日差しに夏の気配が混じりはじめるこの季節になると、涼を求めて、つい怪談や不思議な話に心が惹かれてしまうものです。日本の風物詩として、いつしか夏は、背筋がヒヤリとする“怖い話”の季節として、すっかり定着しました。こうした“怖い話”の歴史を紐解くと辿り着くのが、平安期の「日本三大怨霊」です。怨霊とは、無念のうちに命を落とした者の怒りや恨みが霊となり、この世に災いをもたらす存在といえます。

平将門、崇徳天皇に加えて、驚くことに、前回の「梅の日」のブログで紹介した菅原道真もこの三大怨霊に名を連ねています。彼らが怨霊といわれるようになったのには、政争や権力争いに巻き込まれ、不遇の最期をとげたという共通の背景が見えてきます。そしてその死後、都に落雷や疫病、地震といった災厄が相次いだことから、彼らの祟りと恐れられ、それを鎮めるために神格化されました。そもそも平安時代の話がなぜ現代まで語り継がれているのでしょうか。当時は庶民が文字に触れることも少なく、こうした伝説に直接触れる機会は限られていたはずです。

それでも、僧侶による説法や陰陽師の祈祷、寺社での供養、さらに中世以降の能や歌舞伎といった芸能によって、物語は少しずつ形を変えながら民衆の中に広まっていきました。語り継がれる中で恐怖から鎮魂へ、そして親しまれる存在へと大きく変化を遂げたのです。
三大怨霊とされる人物たちは、単なる恐怖の象徴ではありません。菅原道真は、時の天皇に重用され右大臣に昇進しましたが、左大臣の反感を買い、無実の罪で太宰府へと左遷されます。2年後に病没しますが、流刑地では“天神様”として祀られ、学問の神として受験生たちの信仰を集めます。

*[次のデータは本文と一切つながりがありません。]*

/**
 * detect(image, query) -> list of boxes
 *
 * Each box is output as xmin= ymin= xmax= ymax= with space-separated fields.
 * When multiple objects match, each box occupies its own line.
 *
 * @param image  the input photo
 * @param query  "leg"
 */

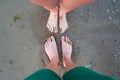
xmin=31 ymin=0 xmax=58 ymax=12
xmin=60 ymin=0 xmax=95 ymax=15
xmin=44 ymin=36 xmax=60 ymax=76
xmin=31 ymin=0 xmax=59 ymax=33
xmin=24 ymin=36 xmax=60 ymax=80
xmin=61 ymin=36 xmax=77 ymax=71
xmin=61 ymin=36 xmax=117 ymax=80
xmin=61 ymin=37 xmax=117 ymax=80
xmin=59 ymin=0 xmax=96 ymax=33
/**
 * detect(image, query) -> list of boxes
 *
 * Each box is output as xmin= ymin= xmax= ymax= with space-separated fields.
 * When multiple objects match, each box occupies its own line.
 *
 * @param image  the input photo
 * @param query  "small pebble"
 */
xmin=8 ymin=60 xmax=13 ymax=65
xmin=24 ymin=47 xmax=28 ymax=50
xmin=106 ymin=9 xmax=110 ymax=13
xmin=87 ymin=19 xmax=90 ymax=22
xmin=87 ymin=65 xmax=91 ymax=67
xmin=114 ymin=39 xmax=117 ymax=42
xmin=112 ymin=61 xmax=116 ymax=65
xmin=116 ymin=49 xmax=119 ymax=51
xmin=13 ymin=16 xmax=21 ymax=22
xmin=116 ymin=9 xmax=119 ymax=12
xmin=80 ymin=10 xmax=83 ymax=12
xmin=77 ymin=40 xmax=79 ymax=43
xmin=80 ymin=13 xmax=84 ymax=16
xmin=113 ymin=20 xmax=116 ymax=24
xmin=95 ymin=23 xmax=98 ymax=26
xmin=21 ymin=25 xmax=24 ymax=28
xmin=10 ymin=24 xmax=13 ymax=27
xmin=113 ymin=0 xmax=116 ymax=3
xmin=102 ymin=40 xmax=104 ymax=42
xmin=77 ymin=47 xmax=80 ymax=49
xmin=108 ymin=0 xmax=110 ymax=2
xmin=109 ymin=16 xmax=112 ymax=20
xmin=93 ymin=14 xmax=96 ymax=18
xmin=115 ymin=55 xmax=118 ymax=59
xmin=90 ymin=61 xmax=93 ymax=64
xmin=111 ymin=53 xmax=114 ymax=56
xmin=112 ymin=11 xmax=115 ymax=14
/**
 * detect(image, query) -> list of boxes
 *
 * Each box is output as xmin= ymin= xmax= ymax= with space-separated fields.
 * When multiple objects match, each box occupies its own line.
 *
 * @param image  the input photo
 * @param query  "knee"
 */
xmin=30 ymin=0 xmax=44 ymax=5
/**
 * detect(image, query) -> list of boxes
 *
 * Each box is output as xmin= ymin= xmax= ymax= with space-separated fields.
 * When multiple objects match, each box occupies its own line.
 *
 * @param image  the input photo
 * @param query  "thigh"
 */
xmin=24 ymin=69 xmax=61 ymax=80
xmin=63 ymin=66 xmax=117 ymax=80
xmin=31 ymin=0 xmax=58 ymax=9
xmin=61 ymin=0 xmax=95 ymax=12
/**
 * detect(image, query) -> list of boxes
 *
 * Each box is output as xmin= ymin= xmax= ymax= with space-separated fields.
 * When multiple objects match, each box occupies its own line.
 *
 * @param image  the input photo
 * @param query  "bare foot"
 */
xmin=46 ymin=12 xmax=58 ymax=33
xmin=60 ymin=14 xmax=68 ymax=33
xmin=61 ymin=36 xmax=72 ymax=67
xmin=44 ymin=36 xmax=59 ymax=62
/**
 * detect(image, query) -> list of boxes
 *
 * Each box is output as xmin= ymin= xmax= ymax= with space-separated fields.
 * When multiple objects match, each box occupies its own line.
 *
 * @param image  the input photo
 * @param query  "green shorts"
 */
xmin=24 ymin=66 xmax=117 ymax=80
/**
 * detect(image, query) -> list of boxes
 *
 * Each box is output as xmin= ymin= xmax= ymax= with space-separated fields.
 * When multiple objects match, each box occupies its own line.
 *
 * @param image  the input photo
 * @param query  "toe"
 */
xmin=50 ymin=36 xmax=53 ymax=42
xmin=51 ymin=27 xmax=54 ymax=33
xmin=66 ymin=36 xmax=69 ymax=42
xmin=65 ymin=36 xmax=68 ymax=42
xmin=60 ymin=26 xmax=66 ymax=34
xmin=49 ymin=27 xmax=52 ymax=32
xmin=66 ymin=36 xmax=72 ymax=45
xmin=60 ymin=27 xmax=64 ymax=33
xmin=51 ymin=36 xmax=56 ymax=44
xmin=54 ymin=27 xmax=58 ymax=33
xmin=61 ymin=30 xmax=64 ymax=33
xmin=47 ymin=24 xmax=50 ymax=30
xmin=61 ymin=36 xmax=65 ymax=42
xmin=51 ymin=36 xmax=55 ymax=41
xmin=44 ymin=42 xmax=47 ymax=48
xmin=48 ymin=37 xmax=51 ymax=42
xmin=46 ymin=40 xmax=49 ymax=47
xmin=61 ymin=27 xmax=68 ymax=33
xmin=47 ymin=24 xmax=53 ymax=33
xmin=47 ymin=24 xmax=52 ymax=32
xmin=61 ymin=36 xmax=64 ymax=40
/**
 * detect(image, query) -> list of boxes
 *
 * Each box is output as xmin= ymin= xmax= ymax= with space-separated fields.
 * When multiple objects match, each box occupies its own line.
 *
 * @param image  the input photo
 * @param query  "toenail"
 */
xmin=62 ymin=36 xmax=65 ymax=39
xmin=67 ymin=41 xmax=72 ymax=45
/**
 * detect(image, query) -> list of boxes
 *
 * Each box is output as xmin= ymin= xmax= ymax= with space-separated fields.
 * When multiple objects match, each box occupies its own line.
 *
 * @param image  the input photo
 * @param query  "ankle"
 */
xmin=63 ymin=56 xmax=77 ymax=71
xmin=60 ymin=4 xmax=68 ymax=17
xmin=59 ymin=13 xmax=66 ymax=20
xmin=49 ymin=7 xmax=58 ymax=15
xmin=63 ymin=55 xmax=72 ymax=65
xmin=63 ymin=54 xmax=71 ymax=60
xmin=50 ymin=57 xmax=59 ymax=64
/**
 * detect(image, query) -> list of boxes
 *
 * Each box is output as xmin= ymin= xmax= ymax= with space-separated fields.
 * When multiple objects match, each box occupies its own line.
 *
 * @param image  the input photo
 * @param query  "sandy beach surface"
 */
xmin=0 ymin=0 xmax=120 ymax=80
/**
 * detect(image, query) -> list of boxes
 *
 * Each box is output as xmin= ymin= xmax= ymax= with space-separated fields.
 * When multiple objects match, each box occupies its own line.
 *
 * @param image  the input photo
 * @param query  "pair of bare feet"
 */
xmin=44 ymin=36 xmax=72 ymax=67
xmin=46 ymin=12 xmax=68 ymax=33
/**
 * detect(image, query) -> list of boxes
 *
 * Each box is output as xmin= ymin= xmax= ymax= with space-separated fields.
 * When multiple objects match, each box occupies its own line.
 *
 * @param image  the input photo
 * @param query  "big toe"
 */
xmin=61 ymin=36 xmax=66 ymax=43
xmin=60 ymin=27 xmax=68 ymax=33
xmin=54 ymin=27 xmax=58 ymax=33
xmin=51 ymin=36 xmax=55 ymax=42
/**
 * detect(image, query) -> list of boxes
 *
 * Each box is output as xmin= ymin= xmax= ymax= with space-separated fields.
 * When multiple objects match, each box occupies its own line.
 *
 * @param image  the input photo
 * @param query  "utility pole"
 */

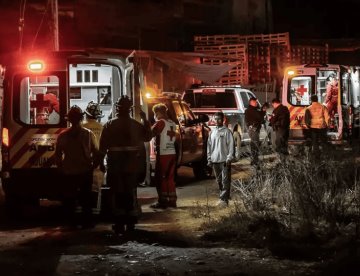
xmin=51 ymin=0 xmax=59 ymax=51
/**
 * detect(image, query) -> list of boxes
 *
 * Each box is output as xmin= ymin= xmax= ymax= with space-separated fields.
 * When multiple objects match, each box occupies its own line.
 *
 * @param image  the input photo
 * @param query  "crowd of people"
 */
xmin=55 ymin=93 xmax=331 ymax=233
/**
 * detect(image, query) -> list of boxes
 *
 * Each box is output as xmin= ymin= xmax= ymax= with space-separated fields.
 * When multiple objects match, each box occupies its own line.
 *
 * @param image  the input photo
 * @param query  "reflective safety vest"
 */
xmin=159 ymin=119 xmax=176 ymax=155
xmin=305 ymin=102 xmax=330 ymax=129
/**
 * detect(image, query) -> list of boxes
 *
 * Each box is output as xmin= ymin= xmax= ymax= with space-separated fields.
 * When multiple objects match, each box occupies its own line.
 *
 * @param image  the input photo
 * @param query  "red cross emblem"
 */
xmin=167 ymin=126 xmax=176 ymax=141
xmin=296 ymin=85 xmax=308 ymax=96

また、勢力を広げた平将門は朝廷と対立し京都で斬首刑に。目を見開いたままの晒し首は空に飛び上がり、関東方面へと飛んでいったと伝えられています。東京の大手町付近に落ち、その首を埋葬したとされる首塚は、オフィス街の真ん中で地域の守り神として手厚く供養。父に疎まれた崇徳天皇は、讃岐へと流刑されますが、穏やかな余生を送り、彼の鎮魂を願って建立された白峯神社にはけまりの守護神も祀られ、サッカーの神様として多くの信仰を集めています。

平安時代の怨霊伝説と、江戸時代に広まった怪談には明確な違いもあります。怨霊は国全体の災厄を引き起こす存在として恐れられたのに対し、四谷怪談や皿屋敷などの江戸怪談は、庶民の身近な恐怖を描いたものでした。どちらも“無念を残して死んだ者がこの世に影響を与える”という点で共通していますが、その広がり方と扱われ方は、時代によって変わってきたのです。祟りは恐ろしいものですが、その背後には報われなかった人の想いや、忘れ去られてはならない歴史が込められています。怨霊とは、語られることで今なお生き続ける“記憶”のかたちなのかもしれません。夏の怪談シーズンを前に、そんな日本人と霊の独特な距離感に、ふと思いを馳せてみるのも一興です。